"Ihr seid oft weg.", stellte der König fest als wir über die kleinen Wege seines prachtvollen Gartens liefen.
Ich nickte. "Ich bin eine vielbeschäftige Frau, Herr.", antwortete ich.
Es war nicht viel Zeit vergangen seitdem ich Masjat vergiftet hatte. Nicht einmal eine Woche.
Eine Woche in der ich vorerst den Kontakt zu der Fratellanza mied, um das Misstrauen des Königs nicht zu erwecken.
Doch es brannte mir auf dem Herzen. Ich musste sie wiedersehen, wollte nicht pausieren.
Ja, der Tatendrang verfolgte mich wohin ich nur ging. Es hatte sich gut angefühlt etwas zu erreichen. Es hatte sich gut angefühlt das leblose Gesicht derer zu betrachten, die es verdienten.

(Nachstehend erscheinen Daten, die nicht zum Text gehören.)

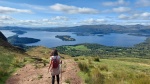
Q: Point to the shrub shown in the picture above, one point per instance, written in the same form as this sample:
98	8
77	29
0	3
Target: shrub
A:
95	77
103	67
96	59
75	59
83	66
67	81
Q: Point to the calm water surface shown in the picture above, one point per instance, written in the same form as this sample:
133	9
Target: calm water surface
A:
48	38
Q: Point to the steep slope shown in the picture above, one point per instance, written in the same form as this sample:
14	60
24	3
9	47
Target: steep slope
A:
11	58
2	36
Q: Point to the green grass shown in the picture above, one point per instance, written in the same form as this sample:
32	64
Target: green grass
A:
115	71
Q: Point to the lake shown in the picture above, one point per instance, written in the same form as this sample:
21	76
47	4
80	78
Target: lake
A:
48	38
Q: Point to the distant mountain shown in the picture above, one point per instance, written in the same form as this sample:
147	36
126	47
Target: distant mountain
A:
93	29
2	37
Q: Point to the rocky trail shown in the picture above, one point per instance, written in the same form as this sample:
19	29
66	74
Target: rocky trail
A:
38	74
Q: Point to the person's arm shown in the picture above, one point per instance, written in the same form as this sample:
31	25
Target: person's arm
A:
50	63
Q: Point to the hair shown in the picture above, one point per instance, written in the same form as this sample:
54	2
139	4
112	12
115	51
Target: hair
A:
54	53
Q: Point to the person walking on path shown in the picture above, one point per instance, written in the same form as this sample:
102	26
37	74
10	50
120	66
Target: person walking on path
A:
54	65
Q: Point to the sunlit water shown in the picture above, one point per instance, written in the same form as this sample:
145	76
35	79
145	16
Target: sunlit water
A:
48	38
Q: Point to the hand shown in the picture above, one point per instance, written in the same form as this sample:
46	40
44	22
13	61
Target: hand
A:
48	70
61	62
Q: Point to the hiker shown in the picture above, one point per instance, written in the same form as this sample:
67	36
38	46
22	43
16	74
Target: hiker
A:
54	67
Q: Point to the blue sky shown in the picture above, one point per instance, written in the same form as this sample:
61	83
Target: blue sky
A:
64	13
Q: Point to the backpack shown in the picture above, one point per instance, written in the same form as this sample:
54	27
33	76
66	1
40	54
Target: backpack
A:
55	63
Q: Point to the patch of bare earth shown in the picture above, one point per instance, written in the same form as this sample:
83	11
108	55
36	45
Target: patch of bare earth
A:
32	75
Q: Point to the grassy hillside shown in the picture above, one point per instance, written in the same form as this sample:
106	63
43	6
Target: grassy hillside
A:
114	71
9	62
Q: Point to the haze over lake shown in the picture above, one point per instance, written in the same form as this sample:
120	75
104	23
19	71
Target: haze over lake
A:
48	38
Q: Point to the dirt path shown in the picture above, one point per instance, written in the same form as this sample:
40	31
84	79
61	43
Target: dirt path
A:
30	74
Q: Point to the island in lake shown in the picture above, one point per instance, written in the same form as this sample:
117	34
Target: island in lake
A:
21	40
19	32
65	37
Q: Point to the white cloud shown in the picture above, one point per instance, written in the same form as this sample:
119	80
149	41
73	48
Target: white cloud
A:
4	18
123	16
62	18
92	21
121	9
34	6
5	10
73	9
139	16
143	3
119	2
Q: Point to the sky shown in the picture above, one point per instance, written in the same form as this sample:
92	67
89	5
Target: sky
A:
66	13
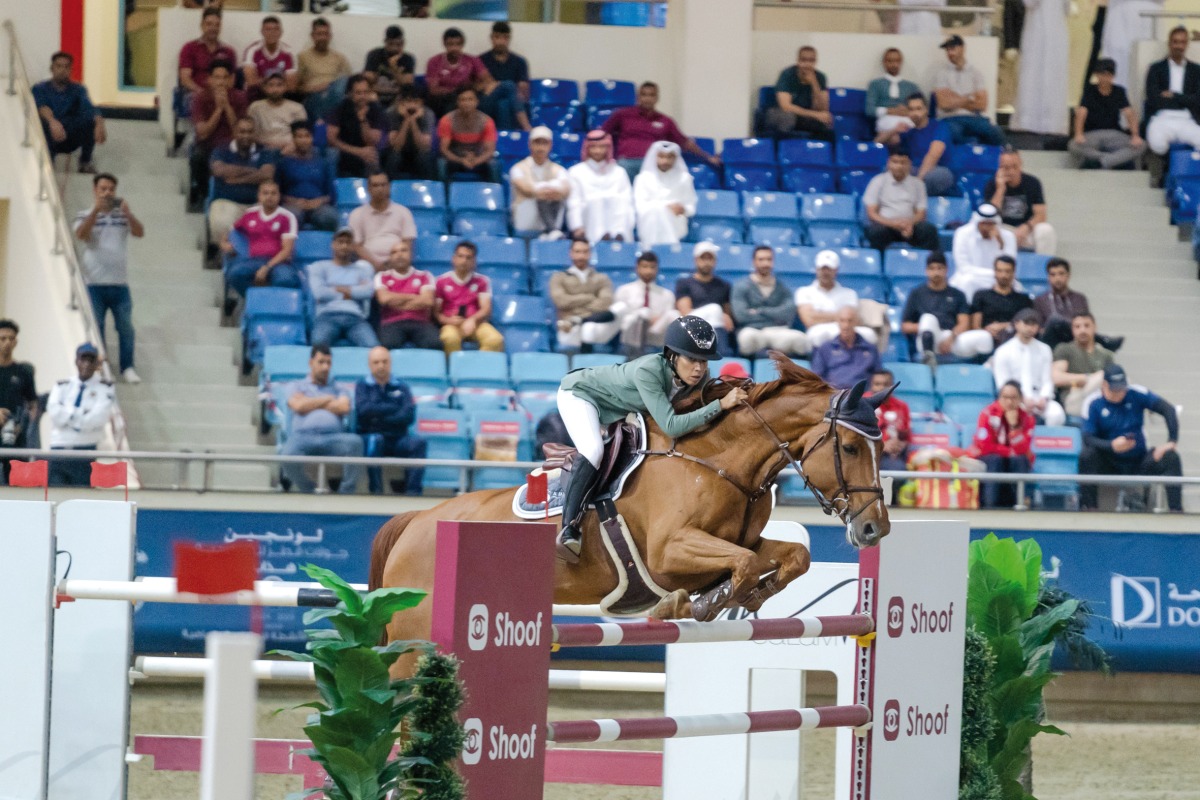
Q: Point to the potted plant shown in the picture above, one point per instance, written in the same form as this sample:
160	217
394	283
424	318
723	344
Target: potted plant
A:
363	711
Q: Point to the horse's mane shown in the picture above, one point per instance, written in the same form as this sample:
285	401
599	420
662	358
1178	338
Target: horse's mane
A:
790	374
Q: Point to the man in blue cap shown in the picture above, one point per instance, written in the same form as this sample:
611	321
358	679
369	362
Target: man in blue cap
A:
79	410
1114	440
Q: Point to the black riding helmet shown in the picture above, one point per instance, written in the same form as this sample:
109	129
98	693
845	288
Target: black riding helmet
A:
693	337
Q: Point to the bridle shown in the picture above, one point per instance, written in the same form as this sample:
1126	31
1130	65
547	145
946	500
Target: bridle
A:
839	504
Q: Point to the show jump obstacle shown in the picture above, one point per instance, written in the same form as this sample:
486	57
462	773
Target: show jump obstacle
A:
899	695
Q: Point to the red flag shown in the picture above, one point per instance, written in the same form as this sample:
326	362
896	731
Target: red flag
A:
216	569
29	473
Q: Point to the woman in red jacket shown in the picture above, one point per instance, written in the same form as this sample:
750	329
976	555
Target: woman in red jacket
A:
1002	440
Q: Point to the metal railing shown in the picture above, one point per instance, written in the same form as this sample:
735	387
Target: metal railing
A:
48	192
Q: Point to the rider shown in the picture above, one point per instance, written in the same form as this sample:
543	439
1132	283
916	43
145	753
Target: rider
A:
599	396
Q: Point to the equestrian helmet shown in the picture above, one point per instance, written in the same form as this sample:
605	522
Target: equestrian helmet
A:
693	337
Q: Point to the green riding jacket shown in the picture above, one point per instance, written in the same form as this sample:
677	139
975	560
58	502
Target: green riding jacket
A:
643	384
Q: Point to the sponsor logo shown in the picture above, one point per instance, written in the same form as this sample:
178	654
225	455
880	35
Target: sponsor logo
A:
473	745
477	626
895	617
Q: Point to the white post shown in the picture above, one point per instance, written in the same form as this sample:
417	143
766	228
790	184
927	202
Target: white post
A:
231	695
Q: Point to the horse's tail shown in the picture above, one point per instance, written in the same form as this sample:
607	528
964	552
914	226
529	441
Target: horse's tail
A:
383	543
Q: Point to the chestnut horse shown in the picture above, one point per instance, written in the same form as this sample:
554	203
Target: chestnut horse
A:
697	506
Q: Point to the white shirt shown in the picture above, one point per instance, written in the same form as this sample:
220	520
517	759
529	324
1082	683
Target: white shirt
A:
1027	365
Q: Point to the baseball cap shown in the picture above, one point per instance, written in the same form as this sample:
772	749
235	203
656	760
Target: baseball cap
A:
828	258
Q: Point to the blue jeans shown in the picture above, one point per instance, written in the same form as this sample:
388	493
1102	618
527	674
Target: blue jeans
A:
378	445
323	444
240	275
329	329
972	126
117	299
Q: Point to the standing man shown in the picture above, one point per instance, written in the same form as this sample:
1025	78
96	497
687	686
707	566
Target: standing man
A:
385	410
317	423
895	204
1115	443
465	304
69	119
105	233
802	101
763	310
1023	205
381	223
79	409
18	396
963	96
342	289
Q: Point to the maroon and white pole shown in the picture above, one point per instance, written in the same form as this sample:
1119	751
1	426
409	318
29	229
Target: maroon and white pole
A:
600	635
708	725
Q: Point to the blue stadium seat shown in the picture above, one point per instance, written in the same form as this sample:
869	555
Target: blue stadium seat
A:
448	437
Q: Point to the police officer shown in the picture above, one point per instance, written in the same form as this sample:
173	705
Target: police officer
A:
385	410
79	409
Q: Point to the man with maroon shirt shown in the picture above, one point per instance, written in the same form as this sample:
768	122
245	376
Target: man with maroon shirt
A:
635	128
406	302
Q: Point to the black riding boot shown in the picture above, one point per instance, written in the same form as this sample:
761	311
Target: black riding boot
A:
579	485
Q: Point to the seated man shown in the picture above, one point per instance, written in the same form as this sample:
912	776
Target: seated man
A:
355	130
1115	441
306	180
925	143
1025	360
994	310
600	202
887	95
1023	206
69	119
707	295
963	97
895	422
406	302
895	203
271	234
802	101
411	126
275	114
321	411
463	300
582	299
636	127
381	223
1003	440
763	310
1098	139
342	289
448	73
384	411
939	317
819	302
1079	365
539	188
645	308
846	359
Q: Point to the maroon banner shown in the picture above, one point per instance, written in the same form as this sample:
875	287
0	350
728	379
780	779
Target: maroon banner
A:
492	608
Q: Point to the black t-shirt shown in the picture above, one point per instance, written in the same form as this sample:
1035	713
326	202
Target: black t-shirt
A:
945	304
702	293
1019	200
999	307
1103	112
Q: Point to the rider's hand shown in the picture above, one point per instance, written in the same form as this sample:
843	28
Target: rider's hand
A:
733	398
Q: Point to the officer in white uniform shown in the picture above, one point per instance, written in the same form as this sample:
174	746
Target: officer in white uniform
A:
79	409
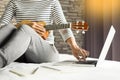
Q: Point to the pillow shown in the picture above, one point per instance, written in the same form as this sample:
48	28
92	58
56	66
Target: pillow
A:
5	32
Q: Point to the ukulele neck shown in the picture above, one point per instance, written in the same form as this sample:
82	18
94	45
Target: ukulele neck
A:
57	26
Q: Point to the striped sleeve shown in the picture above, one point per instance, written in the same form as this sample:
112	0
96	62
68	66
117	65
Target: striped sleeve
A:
8	13
59	18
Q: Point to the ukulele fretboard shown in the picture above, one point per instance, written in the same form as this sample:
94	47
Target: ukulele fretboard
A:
57	26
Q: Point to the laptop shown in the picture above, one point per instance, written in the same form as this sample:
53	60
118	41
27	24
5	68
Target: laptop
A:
102	56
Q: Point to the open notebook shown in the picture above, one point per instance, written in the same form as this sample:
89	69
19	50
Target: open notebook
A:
101	58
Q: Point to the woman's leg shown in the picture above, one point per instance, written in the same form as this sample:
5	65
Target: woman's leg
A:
39	50
16	47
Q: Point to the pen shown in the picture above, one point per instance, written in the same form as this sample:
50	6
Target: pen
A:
14	72
33	72
51	68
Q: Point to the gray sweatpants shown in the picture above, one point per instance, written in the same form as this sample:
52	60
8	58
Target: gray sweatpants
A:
26	40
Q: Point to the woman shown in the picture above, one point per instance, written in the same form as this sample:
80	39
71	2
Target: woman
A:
26	39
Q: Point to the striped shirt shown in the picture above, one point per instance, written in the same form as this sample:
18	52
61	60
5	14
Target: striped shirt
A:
37	10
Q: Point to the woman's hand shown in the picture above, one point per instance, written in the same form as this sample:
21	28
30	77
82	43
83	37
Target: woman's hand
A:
39	28
78	52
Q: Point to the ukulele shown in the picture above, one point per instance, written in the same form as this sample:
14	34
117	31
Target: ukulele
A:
74	25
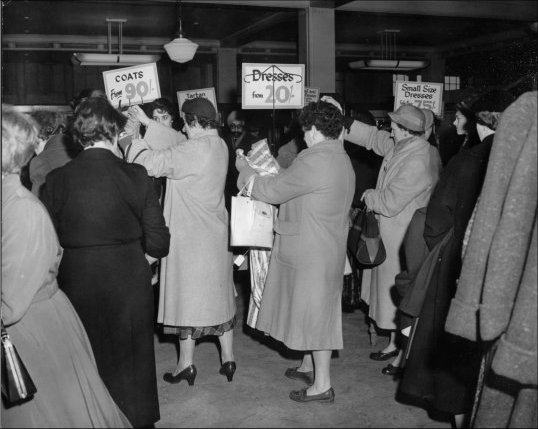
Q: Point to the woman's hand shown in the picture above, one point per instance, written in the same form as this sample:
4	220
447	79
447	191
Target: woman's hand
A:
240	161
137	114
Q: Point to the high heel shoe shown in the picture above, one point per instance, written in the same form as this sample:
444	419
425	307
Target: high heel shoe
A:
188	374
228	369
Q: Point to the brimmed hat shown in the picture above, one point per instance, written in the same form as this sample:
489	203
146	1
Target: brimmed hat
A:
409	116
235	115
201	107
429	118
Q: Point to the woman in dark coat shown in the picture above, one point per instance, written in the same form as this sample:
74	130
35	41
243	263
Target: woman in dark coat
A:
107	216
442	368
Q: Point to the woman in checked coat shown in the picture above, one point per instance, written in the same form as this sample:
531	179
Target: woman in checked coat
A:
301	303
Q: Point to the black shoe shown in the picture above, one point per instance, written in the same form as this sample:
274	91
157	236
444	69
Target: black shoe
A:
188	374
390	369
384	356
306	376
228	369
301	396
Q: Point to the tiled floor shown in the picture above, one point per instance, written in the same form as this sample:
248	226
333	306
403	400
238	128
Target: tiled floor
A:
258	394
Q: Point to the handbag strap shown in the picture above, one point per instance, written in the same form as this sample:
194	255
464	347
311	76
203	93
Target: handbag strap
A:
4	333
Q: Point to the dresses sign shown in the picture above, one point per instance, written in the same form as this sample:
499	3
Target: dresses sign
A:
272	86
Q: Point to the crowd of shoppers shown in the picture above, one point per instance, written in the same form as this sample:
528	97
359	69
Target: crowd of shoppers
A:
85	288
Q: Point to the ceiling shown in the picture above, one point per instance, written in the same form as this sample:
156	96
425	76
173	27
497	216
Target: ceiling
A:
56	29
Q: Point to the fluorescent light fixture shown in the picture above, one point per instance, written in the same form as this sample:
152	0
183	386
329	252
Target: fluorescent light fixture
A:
119	60
403	65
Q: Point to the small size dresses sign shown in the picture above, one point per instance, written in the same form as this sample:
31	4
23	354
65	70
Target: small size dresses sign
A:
426	95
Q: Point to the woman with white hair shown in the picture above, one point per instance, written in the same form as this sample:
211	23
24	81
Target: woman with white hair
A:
39	319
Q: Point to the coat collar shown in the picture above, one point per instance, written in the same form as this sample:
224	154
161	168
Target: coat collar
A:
409	144
97	153
334	146
10	184
56	141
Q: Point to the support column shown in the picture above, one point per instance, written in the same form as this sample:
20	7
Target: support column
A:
435	72
317	47
227	89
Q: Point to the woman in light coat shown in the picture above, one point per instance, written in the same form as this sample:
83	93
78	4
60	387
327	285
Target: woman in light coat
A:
196	284
39	318
301	302
408	174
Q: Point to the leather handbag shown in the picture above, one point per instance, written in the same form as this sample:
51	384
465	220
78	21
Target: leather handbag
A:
251	221
17	385
364	241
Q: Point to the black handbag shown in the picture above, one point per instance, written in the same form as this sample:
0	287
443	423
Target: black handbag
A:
364	241
17	385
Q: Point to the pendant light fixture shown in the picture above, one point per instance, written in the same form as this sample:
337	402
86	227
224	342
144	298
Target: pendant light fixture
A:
180	49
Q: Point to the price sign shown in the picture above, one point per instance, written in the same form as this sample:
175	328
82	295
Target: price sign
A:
311	95
426	95
132	85
272	86
208	93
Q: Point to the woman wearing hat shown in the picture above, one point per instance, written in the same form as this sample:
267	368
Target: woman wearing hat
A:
408	174
440	366
196	295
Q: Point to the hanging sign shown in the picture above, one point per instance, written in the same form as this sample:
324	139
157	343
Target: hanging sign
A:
311	95
426	95
208	93
132	85
272	86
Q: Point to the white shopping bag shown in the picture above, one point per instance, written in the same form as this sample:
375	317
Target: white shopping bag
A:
251	223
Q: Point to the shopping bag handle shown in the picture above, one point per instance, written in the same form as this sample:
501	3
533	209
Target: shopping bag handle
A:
247	186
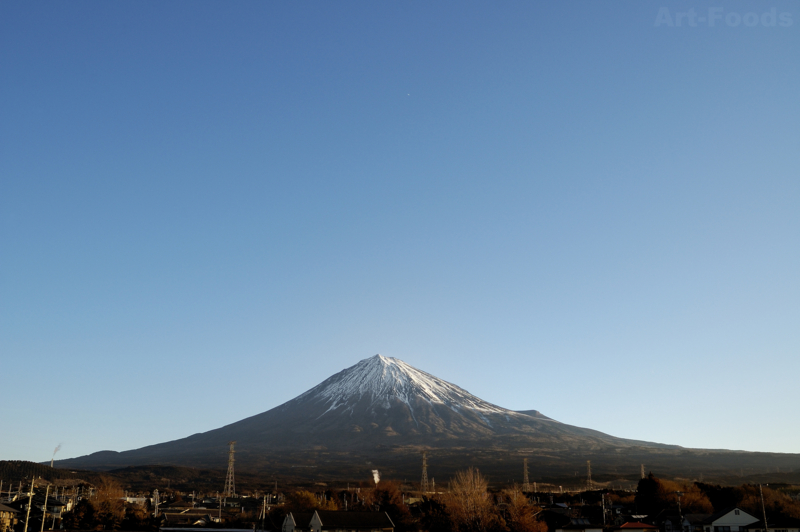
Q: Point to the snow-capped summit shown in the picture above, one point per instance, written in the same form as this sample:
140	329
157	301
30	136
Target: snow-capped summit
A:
377	409
381	379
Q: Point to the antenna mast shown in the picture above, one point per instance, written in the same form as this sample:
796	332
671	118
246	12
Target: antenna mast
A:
230	489
423	485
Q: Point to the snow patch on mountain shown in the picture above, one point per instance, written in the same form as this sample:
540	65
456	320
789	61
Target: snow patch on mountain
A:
380	379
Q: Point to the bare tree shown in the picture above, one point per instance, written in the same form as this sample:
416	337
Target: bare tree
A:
469	504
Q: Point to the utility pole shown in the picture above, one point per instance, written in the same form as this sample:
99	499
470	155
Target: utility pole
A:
30	503
44	511
588	474
763	510
230	489
423	485
526	485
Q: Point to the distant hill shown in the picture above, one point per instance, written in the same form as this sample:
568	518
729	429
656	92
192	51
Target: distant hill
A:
382	412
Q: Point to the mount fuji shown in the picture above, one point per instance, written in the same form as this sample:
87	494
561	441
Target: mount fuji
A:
382	412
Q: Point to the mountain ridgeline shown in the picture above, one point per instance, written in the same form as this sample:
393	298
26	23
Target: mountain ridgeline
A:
381	412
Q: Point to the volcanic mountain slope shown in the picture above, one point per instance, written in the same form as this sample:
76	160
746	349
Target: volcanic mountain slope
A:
377	411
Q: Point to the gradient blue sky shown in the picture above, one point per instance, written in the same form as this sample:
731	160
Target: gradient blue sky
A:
208	208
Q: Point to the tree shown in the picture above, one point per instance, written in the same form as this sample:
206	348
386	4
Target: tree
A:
108	503
520	513
80	518
469	504
305	501
387	497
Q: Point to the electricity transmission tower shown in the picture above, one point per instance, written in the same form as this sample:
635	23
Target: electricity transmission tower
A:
588	474
423	485
526	485
230	489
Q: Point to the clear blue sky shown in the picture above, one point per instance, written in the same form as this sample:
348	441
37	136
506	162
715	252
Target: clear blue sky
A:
208	208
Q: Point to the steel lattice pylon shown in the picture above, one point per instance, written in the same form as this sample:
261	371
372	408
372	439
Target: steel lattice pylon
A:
423	485
526	486
230	487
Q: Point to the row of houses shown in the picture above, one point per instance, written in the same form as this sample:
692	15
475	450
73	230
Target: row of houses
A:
333	521
732	519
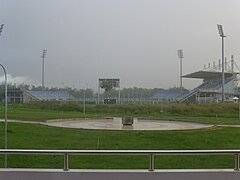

Am liebsten hätte ich den König sofort umgebracht, um all das Leid endlich zu beenden. Doch dann war auch mein Ende besiegelt und nicht nur das, noch unterstützten die Adligen sein Regime.
Nicht lange und es würde ein neuer König dieses Land regieren. Vielleicht noch viel schlimmer als jetzt. Was Venzia brauchte, was ganz Italien brauchte, war ein Umsturz. Einen gütigen Herrscher, der die Menschen so behandelte wie sie es verdienten.
"Was tut ihr, wenn ihr in Venzia umherwandelt?", fragte er interessiert und ließ sich auf eine Bank nieder, auf der man einen wunderschönen Ausblick auf die Stadt hatte. Ich setzte mich neben ihn.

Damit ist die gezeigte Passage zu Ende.